The way is in the middle of the wilderness; not after deliverance from the wilderness. It’s right there among the wilderness and all the shadows that are inherent in wilderness culture. The streams interrupt the wasteland but they don’t overcome it. The enjoyment, relief, satisfaction and thanksgiving for the way and the streams are available within the context of the wilderness and wasteland. One doesn’t cease to exist because of the existence of the other; they co-exist.

I’m learning to sit in the stream and not care about the wasteland which is still looming. The emotions that are stirred from the observation of the negative possibilities that the wasteland holds don’t have to be given priority. The cool of the stream and sound of its trickling will prevail if they are given their due. The peaceful and consistent reassurance of their refreshment will be enjoyed right up until the point where I focus on the threats of the wasteland.

Peace is in the river despite the limits of the river banks but the shore of the wasteland will consume everything that I give it.
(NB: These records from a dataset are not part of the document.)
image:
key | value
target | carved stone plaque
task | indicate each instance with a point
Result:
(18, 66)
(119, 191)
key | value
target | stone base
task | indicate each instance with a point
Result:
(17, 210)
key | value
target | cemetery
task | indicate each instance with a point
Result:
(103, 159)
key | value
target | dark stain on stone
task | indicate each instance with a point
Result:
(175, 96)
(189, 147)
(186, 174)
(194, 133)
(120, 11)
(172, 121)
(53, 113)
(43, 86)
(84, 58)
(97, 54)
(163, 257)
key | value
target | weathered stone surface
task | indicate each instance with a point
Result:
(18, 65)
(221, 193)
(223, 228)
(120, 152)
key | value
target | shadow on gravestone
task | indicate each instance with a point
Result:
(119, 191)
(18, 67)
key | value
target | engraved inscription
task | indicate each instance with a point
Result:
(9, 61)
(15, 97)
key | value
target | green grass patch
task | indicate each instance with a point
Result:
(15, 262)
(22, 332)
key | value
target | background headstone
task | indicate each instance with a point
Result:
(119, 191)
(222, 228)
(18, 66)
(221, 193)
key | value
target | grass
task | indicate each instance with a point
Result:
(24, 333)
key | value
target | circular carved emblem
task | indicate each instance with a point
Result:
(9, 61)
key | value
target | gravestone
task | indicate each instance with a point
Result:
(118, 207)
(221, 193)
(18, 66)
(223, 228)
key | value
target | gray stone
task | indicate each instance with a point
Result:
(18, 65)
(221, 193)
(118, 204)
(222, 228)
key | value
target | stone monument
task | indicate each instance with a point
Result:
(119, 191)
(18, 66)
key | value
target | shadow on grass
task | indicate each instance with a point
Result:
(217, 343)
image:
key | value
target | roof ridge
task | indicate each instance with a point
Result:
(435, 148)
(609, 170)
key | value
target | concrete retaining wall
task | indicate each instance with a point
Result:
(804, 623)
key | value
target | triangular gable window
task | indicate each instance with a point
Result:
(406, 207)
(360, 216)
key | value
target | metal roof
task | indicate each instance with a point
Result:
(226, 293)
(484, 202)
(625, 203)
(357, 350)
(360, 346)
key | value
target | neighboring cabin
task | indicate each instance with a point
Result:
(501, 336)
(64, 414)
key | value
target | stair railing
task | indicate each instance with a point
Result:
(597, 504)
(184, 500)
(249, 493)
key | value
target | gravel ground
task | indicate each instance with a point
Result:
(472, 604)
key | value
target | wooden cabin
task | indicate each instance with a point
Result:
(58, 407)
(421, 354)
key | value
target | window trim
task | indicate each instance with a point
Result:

Stepping out of the stream into the wasteland to fix the wasteland is a fool’s errand. In this world, we will have trouble; that’s not going to change. The way and the stream are not of this world.

Anxiety Presents an Opportunity for Greater Glory

Every time we accept invitations into new opportunities, we step into a new version of discomfort. We go from a known to an unknown because we believe that it will be better in the new place even if there is a cost to getting there. There are times that we experience discomfort in new circumstances that we didn’t choose but that were forced on us. In either case, the opportunity in the discomfort is the same.
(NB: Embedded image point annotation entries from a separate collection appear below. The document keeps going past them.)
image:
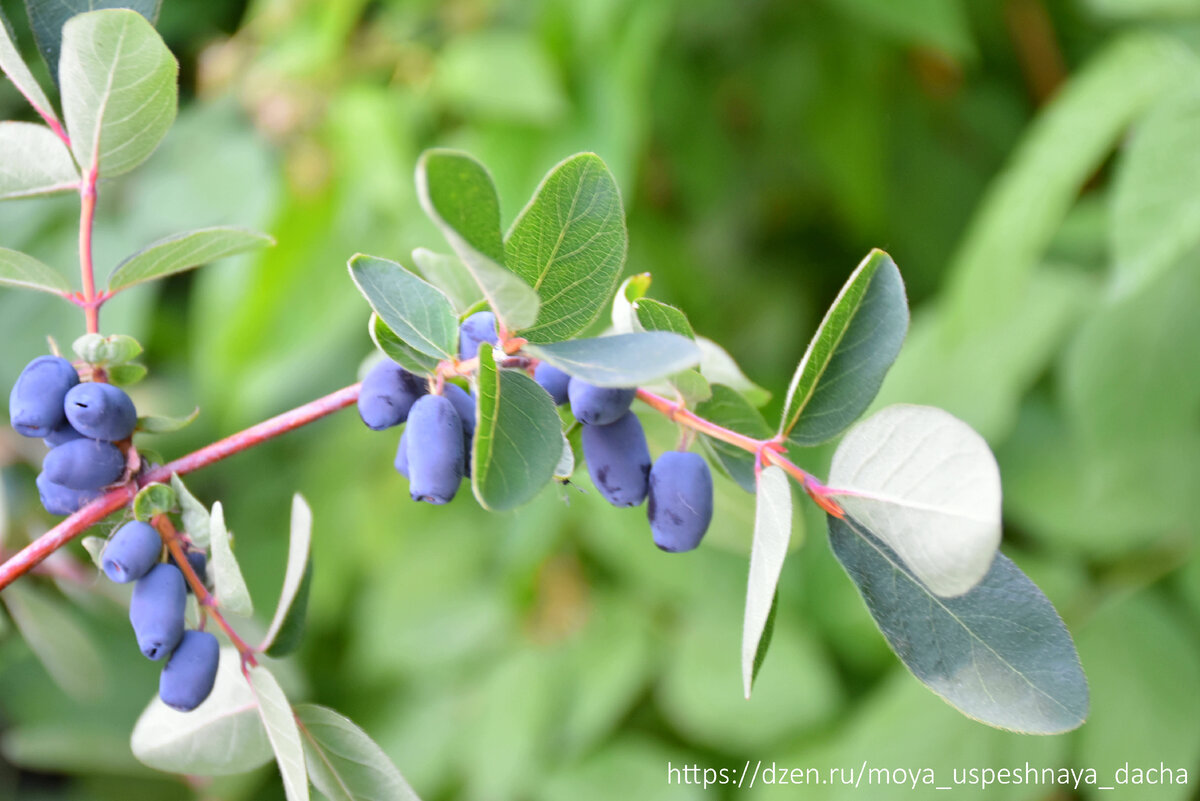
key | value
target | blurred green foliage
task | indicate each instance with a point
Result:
(1017, 158)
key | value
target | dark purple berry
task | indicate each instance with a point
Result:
(618, 459)
(84, 464)
(681, 500)
(156, 610)
(435, 450)
(131, 553)
(35, 404)
(101, 411)
(189, 675)
(598, 405)
(388, 393)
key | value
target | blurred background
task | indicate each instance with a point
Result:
(1032, 166)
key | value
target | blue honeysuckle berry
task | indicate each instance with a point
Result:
(156, 610)
(388, 393)
(475, 329)
(35, 404)
(553, 380)
(618, 459)
(436, 459)
(681, 500)
(598, 405)
(189, 675)
(58, 499)
(84, 464)
(101, 411)
(132, 550)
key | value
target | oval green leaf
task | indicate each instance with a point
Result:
(184, 252)
(27, 272)
(772, 533)
(623, 359)
(417, 312)
(287, 626)
(119, 89)
(519, 439)
(221, 736)
(459, 196)
(999, 654)
(569, 244)
(929, 487)
(35, 162)
(345, 763)
(850, 354)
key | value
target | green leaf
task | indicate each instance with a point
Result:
(519, 438)
(850, 354)
(221, 736)
(63, 646)
(27, 272)
(197, 522)
(35, 161)
(281, 730)
(229, 586)
(448, 273)
(457, 194)
(772, 533)
(47, 18)
(928, 486)
(623, 359)
(151, 500)
(730, 409)
(287, 626)
(12, 65)
(159, 425)
(1000, 654)
(414, 311)
(345, 763)
(1060, 152)
(397, 350)
(186, 251)
(119, 91)
(569, 244)
(1156, 209)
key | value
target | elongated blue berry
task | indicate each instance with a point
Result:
(598, 405)
(435, 450)
(388, 393)
(63, 500)
(189, 675)
(618, 459)
(553, 380)
(681, 500)
(131, 553)
(61, 435)
(84, 464)
(101, 411)
(156, 610)
(475, 329)
(35, 404)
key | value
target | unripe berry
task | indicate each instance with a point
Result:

When we get to this new place of unknown challenges and uncertain outcomes, we often (if not always) can recognize insecurities within us if we will pay attention. In that place where we are no longer comfortable, we are likely to feel a sense of threat. Often we will be anxious surrounding our protection, provision or promotion/place. If we aren’t careful, we may very well be offended or suspicious of people in this new environment as we view them through our lens of anxiety as we guess at their motives or overreact to their interactions.
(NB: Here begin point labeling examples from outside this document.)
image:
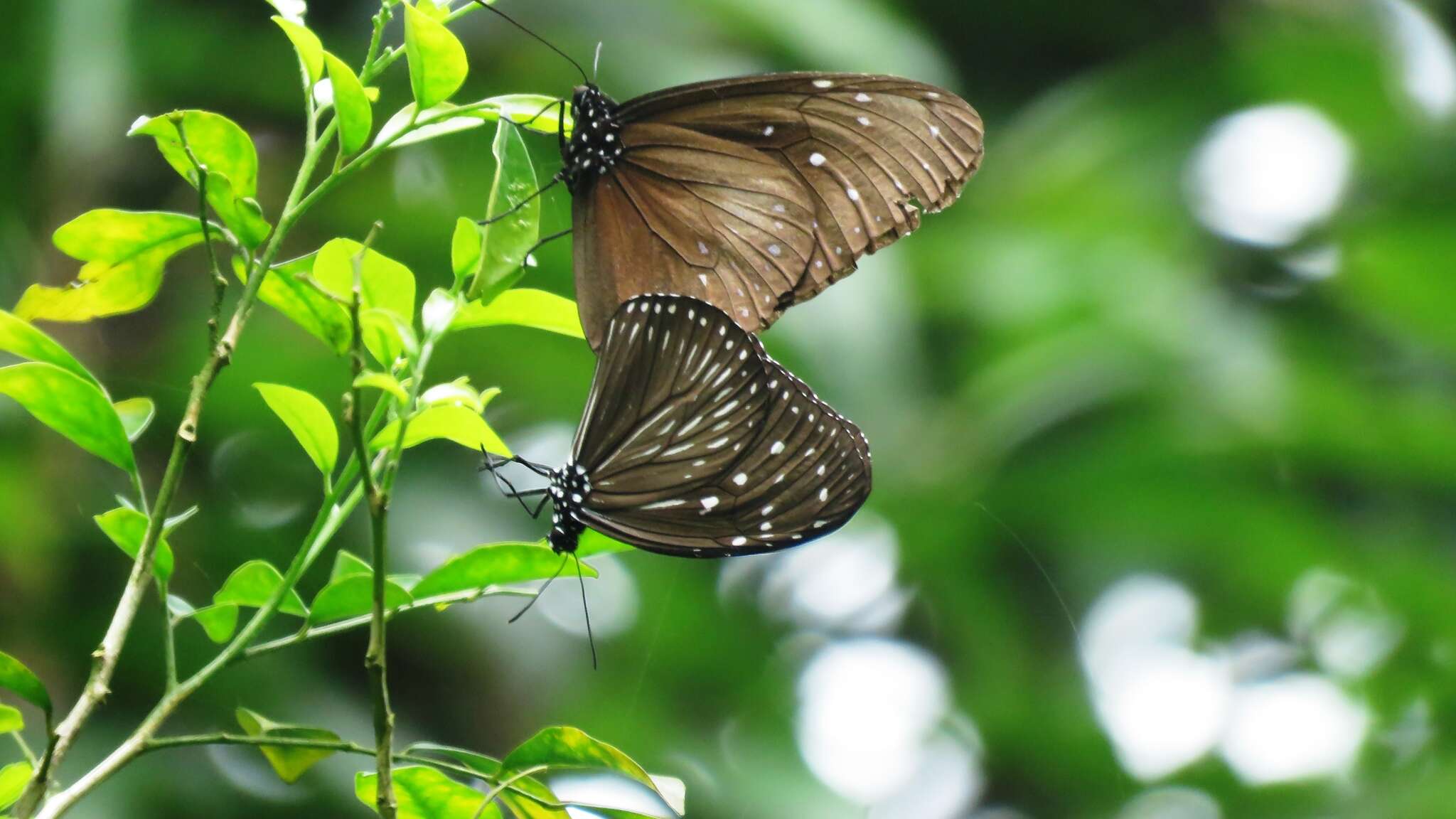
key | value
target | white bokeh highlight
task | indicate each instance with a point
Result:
(1270, 173)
In these new places where we are tempted to envy, judge, compete, be offended, etc. because we are afraid as we experience lack of control, we are presented an eternal opportunity. The insecurities that are driving the anxiety and mental gymnastics were there prior to their exposure via this new set of circumstances. They are simply ripe at this particular time for redemption.

Where God shows us the ugliness of us in the middle of our discomfort or suffering, we get to choose. We can agree with fear or come home to His love. We can foster the temporal anxiety or run home to the comfort and certainty of eternity. His love dwells within us by the grace of Jesus (if we want it to and receive the sacrifice of Jesus for the restoration of relationship with the Father) so the peace that relieves the anxiety is in Him within us.

It’s at this point that we are granted repentance. We are given the gift of getting to exchange the insecurity of an orphan which wasn’t yet redeemed and trading it in for the security of a legitimate child of God. When we feel the ugly stuff, we can own our part of the emotions instead of blaming people and circumstances for our discomfort and exchange our crud for God’s glory. He will be put on display from within us when we choose to submit the temporal fear for His eternal love.

Defeating Insecurity

When my dad died in December, I had no doubt that he loved me and was proud of me. His affirmation and my knowledge of his unconditional love and acceptance was and is an incredible gift. It is healthy and necessary for my security and confidence. It was a platform for my potential. Yet, I mess it up.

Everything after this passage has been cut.